If the goal is to run a FP16 70B model as fast as possible, you would want 8 GPUs with P2P, for a total of 192GB VRAM. The model is then split across all 8 GPUs with 8-way tensor parallelism, letting you make use of the full 8TB/s memory bandwidth on every iteration. Then you have 50GB spread out remaining for KV cache pages, so you can raise the batch size up to 8 (or maybe more).
I’ve got a few 4090s that I’m planning on doing this with. Would appreciate even the smallest directional tip you can provide on splitting the model that you believe is likely to work.

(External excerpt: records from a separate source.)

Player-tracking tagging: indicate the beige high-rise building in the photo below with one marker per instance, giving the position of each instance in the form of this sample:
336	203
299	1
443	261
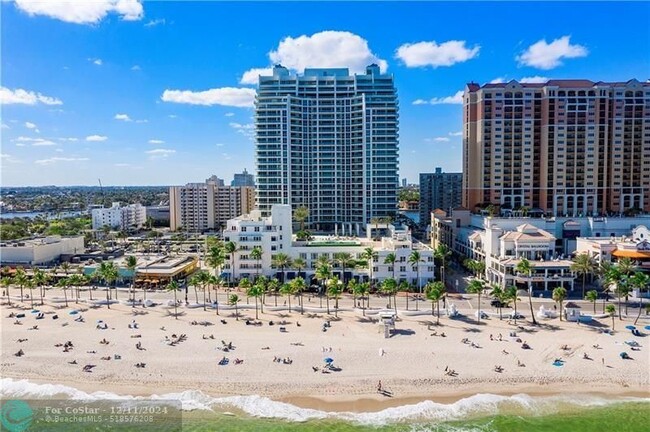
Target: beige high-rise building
565	147
198	207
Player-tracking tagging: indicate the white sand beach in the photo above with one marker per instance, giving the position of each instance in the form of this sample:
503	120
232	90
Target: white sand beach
415	364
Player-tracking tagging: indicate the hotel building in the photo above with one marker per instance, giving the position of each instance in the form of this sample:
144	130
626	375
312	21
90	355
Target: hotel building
328	140
564	147
199	207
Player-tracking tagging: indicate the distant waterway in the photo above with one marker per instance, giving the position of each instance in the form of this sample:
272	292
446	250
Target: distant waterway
47	215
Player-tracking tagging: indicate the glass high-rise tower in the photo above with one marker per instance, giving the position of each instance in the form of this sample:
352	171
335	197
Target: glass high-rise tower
328	140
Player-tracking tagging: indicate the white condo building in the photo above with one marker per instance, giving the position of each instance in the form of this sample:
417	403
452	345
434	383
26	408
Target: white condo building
118	217
328	140
273	234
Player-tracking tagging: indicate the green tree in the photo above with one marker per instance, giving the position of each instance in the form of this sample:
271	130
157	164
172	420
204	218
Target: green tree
173	287
20	279
255	291
232	301
476	287
434	292
64	284
498	294
390	259
611	311
640	281
592	296
441	253
256	254
334	290
525	267
230	248
300	215
298	286
583	265
281	261
389	287
559	294
132	265
511	294
415	258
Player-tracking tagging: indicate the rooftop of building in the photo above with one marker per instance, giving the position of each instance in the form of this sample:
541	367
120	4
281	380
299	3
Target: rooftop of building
560	83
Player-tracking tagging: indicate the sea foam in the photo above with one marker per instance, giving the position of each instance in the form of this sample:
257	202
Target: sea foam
258	406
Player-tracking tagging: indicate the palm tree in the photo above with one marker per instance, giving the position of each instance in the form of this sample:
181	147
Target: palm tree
370	256
274	286
232	301
286	289
559	294
131	265
640	281
300	215
611	311
255	291
256	254
511	294
592	296
415	259
64	283
334	289
20	279
297	286
323	272
40	279
498	293
230	248
109	273
389	287
526	268
390	260
173	286
476	287
345	260
583	265
281	261
6	283
434	292
442	252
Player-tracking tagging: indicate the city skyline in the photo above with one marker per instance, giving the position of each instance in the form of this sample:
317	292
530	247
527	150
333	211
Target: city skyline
157	94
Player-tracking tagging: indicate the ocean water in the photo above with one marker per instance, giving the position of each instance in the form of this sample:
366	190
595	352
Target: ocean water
482	412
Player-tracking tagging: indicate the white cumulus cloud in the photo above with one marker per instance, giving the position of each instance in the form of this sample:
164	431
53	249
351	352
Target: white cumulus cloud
55	159
455	99
327	49
96	138
83	12
123	117
533	80
25	97
226	96
544	55
435	55
251	75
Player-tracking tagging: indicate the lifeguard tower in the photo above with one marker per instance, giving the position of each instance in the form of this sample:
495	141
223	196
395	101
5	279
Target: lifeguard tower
387	319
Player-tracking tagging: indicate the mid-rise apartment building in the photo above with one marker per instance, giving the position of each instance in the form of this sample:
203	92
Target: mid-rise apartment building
439	190
273	234
119	217
328	140
198	207
564	147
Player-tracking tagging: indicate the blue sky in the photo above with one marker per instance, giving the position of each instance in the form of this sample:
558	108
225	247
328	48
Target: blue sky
152	93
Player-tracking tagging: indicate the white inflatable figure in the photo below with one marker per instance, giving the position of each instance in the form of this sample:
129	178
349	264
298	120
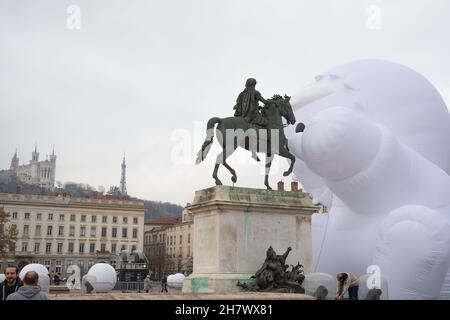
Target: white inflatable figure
175	280
104	275
375	150
88	284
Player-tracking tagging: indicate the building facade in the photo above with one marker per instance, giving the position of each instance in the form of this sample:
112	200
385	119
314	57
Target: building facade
59	231
168	245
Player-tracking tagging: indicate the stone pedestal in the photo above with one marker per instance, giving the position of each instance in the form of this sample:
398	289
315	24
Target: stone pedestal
234	227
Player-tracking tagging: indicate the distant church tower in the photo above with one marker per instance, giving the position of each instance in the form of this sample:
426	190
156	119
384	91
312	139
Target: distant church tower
123	179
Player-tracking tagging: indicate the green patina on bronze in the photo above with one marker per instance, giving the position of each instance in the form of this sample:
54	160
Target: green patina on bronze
253	197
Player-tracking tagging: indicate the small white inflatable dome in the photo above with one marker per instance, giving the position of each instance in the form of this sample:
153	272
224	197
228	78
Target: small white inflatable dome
175	280
105	276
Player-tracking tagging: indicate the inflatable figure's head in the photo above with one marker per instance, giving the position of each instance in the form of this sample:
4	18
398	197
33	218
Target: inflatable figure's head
390	95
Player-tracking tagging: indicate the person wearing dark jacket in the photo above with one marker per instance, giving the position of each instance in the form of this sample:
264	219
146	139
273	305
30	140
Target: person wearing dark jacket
11	284
164	284
30	290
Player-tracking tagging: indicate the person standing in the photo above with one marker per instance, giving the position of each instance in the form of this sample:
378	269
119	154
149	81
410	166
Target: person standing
247	104
347	283
30	290
11	284
147	283
164	284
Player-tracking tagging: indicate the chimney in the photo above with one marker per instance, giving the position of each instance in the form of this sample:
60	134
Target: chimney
280	186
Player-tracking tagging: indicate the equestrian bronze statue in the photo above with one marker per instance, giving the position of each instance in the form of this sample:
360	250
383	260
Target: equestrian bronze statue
254	128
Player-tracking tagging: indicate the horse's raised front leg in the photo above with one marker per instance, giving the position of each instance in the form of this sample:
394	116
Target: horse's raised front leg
284	152
234	176
216	168
268	164
228	152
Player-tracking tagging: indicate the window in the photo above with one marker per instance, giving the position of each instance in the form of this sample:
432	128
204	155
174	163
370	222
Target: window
26	229
71	231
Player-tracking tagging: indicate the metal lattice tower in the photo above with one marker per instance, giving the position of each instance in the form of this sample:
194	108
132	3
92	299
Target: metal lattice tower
123	179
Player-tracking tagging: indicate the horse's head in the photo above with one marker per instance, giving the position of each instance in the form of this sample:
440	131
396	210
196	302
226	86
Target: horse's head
285	108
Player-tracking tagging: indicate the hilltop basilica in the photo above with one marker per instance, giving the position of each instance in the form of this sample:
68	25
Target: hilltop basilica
39	173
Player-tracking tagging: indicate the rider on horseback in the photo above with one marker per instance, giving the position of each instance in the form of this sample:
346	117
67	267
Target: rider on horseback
247	104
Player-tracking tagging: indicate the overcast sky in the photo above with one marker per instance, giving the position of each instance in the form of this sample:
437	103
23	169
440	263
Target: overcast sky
143	77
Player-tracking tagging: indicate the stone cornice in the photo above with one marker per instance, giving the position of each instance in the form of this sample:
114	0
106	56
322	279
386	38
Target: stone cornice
69	202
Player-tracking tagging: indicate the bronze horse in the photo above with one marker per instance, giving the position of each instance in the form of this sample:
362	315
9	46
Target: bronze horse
234	132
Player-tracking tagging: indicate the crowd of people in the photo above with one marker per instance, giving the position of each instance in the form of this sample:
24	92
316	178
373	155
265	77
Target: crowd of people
13	288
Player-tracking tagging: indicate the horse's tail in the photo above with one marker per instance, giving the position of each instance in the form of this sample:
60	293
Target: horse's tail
201	155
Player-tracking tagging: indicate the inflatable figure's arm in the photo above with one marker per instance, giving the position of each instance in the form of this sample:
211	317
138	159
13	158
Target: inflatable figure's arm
413	252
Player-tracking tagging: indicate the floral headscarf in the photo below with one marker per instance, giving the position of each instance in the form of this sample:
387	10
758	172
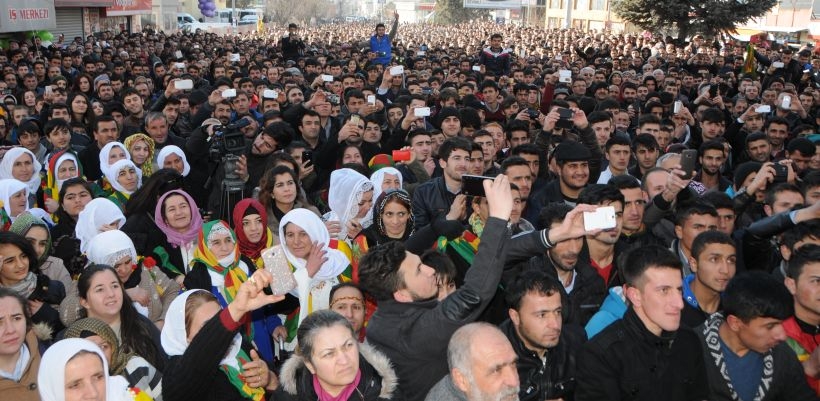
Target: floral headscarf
147	167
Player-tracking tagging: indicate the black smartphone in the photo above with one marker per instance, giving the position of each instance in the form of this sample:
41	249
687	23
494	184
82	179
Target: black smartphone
473	185
781	173
688	162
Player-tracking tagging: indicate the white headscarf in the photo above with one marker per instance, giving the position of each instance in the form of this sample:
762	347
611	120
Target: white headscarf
9	187
7	165
113	171
97	213
346	190
65	156
377	179
336	263
51	376
110	247
167	151
174	338
105	152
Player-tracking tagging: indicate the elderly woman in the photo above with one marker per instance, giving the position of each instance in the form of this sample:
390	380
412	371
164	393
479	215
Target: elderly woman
20	352
330	364
135	369
350	198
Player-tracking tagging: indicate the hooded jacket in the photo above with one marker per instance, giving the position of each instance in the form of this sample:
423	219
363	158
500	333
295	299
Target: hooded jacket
378	381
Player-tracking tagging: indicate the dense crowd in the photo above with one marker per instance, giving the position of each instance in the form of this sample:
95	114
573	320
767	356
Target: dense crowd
409	212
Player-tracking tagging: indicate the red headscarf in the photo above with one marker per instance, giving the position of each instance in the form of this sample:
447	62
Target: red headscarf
246	247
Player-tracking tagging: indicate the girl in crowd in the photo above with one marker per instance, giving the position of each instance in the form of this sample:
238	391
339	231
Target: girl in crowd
111	153
209	360
125	178
20	164
151	290
102	296
178	217
20	352
14	196
316	260
28	129
249	217
79	106
350	198
19	273
98	216
218	267
35	231
74	195
61	167
279	193
141	149
77	369
327	340
133	368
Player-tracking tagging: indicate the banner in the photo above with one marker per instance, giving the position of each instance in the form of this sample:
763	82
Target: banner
493	4
128	7
27	15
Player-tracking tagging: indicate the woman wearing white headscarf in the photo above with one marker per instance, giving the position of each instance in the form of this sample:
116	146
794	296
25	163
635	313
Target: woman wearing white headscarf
150	289
173	157
99	215
125	178
385	178
317	264
350	198
111	153
208	359
22	165
76	360
14	195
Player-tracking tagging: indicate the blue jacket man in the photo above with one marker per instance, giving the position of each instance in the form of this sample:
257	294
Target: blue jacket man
381	44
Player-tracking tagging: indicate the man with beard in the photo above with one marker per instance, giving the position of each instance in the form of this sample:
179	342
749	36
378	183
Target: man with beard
712	155
601	250
482	367
583	287
545	346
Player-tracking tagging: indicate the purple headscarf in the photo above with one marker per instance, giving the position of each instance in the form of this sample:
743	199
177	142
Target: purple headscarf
174	237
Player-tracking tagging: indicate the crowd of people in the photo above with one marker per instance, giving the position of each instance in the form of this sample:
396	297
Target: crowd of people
403	212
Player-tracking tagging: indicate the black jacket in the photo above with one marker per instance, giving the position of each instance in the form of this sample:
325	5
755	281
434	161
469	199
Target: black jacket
588	293
554	377
431	201
627	362
378	381
414	335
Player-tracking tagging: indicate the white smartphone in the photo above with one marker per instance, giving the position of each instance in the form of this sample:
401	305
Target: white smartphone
565	76
602	218
184	84
422	112
397	70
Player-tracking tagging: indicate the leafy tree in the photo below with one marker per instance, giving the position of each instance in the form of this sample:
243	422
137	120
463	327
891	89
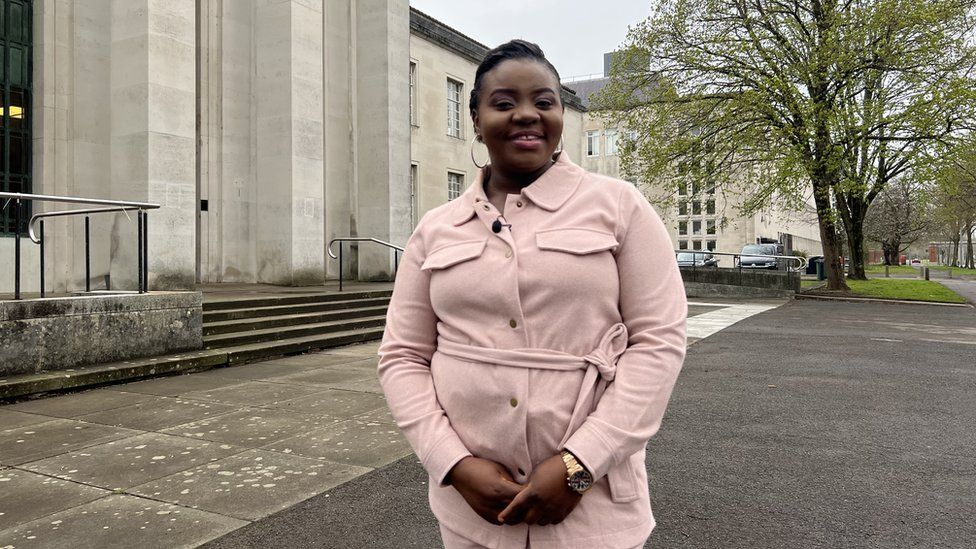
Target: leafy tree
778	99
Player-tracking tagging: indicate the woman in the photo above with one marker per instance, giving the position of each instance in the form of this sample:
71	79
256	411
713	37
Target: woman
535	333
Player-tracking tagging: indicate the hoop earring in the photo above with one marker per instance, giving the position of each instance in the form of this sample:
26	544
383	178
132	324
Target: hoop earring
560	149
473	161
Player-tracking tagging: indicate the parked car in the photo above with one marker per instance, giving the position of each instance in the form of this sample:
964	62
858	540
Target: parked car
751	256
696	259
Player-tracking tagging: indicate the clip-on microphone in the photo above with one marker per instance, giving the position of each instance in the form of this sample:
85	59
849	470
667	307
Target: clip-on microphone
496	225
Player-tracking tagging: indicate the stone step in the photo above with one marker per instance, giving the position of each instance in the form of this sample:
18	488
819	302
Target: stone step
268	301
268	349
290	309
251	324
279	333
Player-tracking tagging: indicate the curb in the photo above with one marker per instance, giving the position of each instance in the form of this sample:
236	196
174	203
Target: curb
878	300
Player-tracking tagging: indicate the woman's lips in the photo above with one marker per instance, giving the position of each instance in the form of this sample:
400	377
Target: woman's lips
527	142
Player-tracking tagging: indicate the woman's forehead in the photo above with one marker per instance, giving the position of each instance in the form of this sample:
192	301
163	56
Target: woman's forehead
520	74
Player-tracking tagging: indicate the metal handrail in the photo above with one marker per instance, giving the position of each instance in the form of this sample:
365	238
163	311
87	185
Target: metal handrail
397	250
113	206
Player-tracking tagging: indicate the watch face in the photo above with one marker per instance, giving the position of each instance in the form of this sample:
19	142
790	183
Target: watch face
580	481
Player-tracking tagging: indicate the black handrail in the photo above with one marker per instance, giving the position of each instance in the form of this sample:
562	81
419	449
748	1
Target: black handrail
397	250
113	206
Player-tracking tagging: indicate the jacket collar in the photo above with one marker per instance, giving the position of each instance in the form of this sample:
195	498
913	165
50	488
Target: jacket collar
550	191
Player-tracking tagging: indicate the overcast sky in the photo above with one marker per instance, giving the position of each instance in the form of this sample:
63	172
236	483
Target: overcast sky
573	33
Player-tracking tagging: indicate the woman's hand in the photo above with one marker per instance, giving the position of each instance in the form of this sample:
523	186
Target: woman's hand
546	499
487	486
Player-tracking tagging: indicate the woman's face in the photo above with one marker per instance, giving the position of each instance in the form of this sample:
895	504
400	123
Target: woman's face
519	116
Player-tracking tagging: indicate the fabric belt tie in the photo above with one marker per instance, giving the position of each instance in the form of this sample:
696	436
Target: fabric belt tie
600	365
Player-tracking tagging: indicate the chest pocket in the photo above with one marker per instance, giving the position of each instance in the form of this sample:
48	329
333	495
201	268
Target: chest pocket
452	254
576	241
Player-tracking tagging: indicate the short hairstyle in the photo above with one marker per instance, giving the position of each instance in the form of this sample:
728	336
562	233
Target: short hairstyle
513	49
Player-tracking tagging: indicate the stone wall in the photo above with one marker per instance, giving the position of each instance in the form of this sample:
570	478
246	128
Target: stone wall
62	333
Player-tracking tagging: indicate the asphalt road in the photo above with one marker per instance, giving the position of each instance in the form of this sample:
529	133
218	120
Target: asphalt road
818	424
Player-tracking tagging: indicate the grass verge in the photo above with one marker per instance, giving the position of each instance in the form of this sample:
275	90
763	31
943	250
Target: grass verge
896	288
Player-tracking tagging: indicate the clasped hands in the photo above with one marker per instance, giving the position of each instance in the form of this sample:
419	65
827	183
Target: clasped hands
491	491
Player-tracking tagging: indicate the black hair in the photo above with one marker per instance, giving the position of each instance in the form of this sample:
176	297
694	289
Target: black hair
513	49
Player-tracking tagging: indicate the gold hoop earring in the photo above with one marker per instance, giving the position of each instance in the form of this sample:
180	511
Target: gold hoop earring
473	161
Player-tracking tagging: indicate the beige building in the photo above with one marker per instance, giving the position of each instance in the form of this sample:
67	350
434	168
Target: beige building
695	220
442	67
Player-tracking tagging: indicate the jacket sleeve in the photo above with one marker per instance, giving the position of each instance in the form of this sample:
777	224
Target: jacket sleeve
654	309
408	344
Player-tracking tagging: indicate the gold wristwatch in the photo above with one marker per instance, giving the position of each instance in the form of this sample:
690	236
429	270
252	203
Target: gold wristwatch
577	477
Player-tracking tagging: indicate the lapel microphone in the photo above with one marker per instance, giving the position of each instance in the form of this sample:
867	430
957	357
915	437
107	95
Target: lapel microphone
496	225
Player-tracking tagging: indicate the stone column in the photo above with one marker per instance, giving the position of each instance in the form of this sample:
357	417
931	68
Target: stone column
289	146
383	131
153	134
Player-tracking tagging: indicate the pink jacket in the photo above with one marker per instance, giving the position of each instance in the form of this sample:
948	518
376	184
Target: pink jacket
566	330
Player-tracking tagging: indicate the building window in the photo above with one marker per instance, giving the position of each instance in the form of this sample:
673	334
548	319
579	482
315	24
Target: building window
413	94
15	107
611	142
413	195
455	182
593	143
455	91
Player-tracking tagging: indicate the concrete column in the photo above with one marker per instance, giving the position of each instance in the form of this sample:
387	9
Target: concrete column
289	154
383	131
153	132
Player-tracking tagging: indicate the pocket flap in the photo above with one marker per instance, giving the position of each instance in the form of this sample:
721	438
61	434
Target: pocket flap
575	241
452	254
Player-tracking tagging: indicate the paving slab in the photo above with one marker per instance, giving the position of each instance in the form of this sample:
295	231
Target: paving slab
159	413
253	393
54	437
250	485
132	461
10	419
352	442
333	403
175	385
27	496
250	427
329	375
68	406
121	522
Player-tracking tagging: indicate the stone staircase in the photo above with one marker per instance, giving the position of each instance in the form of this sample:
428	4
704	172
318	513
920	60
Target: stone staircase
254	328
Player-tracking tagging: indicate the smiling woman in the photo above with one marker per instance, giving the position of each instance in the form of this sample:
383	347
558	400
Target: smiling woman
535	332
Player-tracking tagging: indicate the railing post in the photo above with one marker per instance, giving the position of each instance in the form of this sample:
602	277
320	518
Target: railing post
139	249
87	254
145	251
17	248
42	257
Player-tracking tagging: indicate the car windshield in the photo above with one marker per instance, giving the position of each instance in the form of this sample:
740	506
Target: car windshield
755	249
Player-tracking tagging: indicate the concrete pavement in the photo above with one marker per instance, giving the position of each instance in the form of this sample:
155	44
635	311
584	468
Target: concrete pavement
814	425
174	462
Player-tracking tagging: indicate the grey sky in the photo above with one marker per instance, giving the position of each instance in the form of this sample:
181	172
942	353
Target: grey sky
574	33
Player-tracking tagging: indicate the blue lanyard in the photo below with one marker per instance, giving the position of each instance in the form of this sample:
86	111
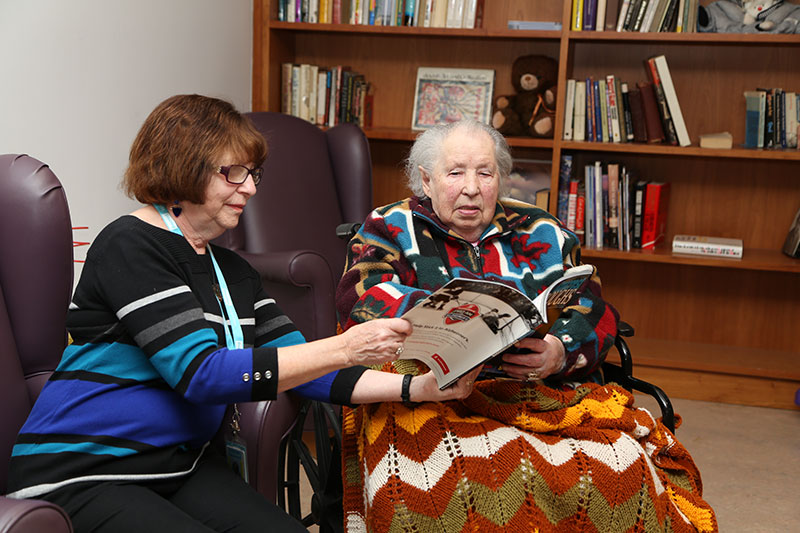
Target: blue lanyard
234	338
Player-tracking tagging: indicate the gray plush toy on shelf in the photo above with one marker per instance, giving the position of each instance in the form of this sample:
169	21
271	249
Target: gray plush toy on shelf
752	16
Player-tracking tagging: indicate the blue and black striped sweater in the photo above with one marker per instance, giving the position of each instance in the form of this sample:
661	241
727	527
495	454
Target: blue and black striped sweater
145	383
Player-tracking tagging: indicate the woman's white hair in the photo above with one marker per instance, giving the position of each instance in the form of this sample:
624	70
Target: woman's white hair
427	151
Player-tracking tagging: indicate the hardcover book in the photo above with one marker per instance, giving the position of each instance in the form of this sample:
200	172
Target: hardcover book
656	208
444	95
701	245
467	322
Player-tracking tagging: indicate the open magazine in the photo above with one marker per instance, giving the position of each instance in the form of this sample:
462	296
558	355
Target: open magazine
467	321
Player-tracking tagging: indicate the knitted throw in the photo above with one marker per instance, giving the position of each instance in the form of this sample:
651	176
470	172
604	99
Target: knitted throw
516	457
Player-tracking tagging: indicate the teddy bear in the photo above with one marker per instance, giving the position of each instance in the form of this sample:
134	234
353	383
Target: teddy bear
531	109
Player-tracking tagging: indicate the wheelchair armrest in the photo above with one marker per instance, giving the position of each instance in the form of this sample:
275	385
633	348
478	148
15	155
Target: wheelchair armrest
20	516
623	375
347	230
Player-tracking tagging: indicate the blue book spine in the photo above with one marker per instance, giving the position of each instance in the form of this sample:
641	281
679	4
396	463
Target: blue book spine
589	14
598	112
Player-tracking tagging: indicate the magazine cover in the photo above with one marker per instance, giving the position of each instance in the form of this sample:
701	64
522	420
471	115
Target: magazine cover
444	95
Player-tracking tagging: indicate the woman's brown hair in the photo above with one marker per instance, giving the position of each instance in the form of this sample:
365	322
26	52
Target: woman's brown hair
179	146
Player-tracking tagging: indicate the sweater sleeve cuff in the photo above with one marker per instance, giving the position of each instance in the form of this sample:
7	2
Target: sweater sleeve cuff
343	384
264	377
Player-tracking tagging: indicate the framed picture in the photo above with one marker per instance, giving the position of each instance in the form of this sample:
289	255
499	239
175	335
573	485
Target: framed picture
444	95
529	181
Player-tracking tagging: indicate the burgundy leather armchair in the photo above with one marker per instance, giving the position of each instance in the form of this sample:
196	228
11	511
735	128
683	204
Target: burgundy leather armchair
314	181
35	289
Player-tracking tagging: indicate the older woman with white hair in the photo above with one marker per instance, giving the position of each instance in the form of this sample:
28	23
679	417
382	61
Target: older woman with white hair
544	448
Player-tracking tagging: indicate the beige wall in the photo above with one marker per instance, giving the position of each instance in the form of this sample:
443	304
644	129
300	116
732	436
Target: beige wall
79	77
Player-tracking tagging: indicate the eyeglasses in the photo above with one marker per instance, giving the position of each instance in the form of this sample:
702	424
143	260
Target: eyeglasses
237	174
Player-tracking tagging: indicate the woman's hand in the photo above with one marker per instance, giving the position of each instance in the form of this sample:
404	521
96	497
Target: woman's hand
544	358
375	342
425	389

The split is done automatically by the inference engine if you enable tensor parallelism. TensorRT-LLM, vLLM and aphrodite-engine can all do this out of the box. The main thing is just that you need either 4 or 8 GPUs for it to work on current models.
2 GPUs works fine too, as long as your model fits. Using different GPUs with same VRAM however, is highly highly sketchy. Sometimes it works, sometimes it doesn't. In any case, it would be limited by the performance of the slower GPU.
If the goal is to run a FP16 70B model as fast as possible, you would want 8 GPUs with P2P, for a total of 192GB VRAM. The model is then split across all 8 GPUs with 8-way tensor parallelism, letting you make use of the full 8TB/s memory bandwidth on every iteration. Then you have 50GB spread out remaining for KV cache pages, so you can raise the batch size up to 8 (or maybe more).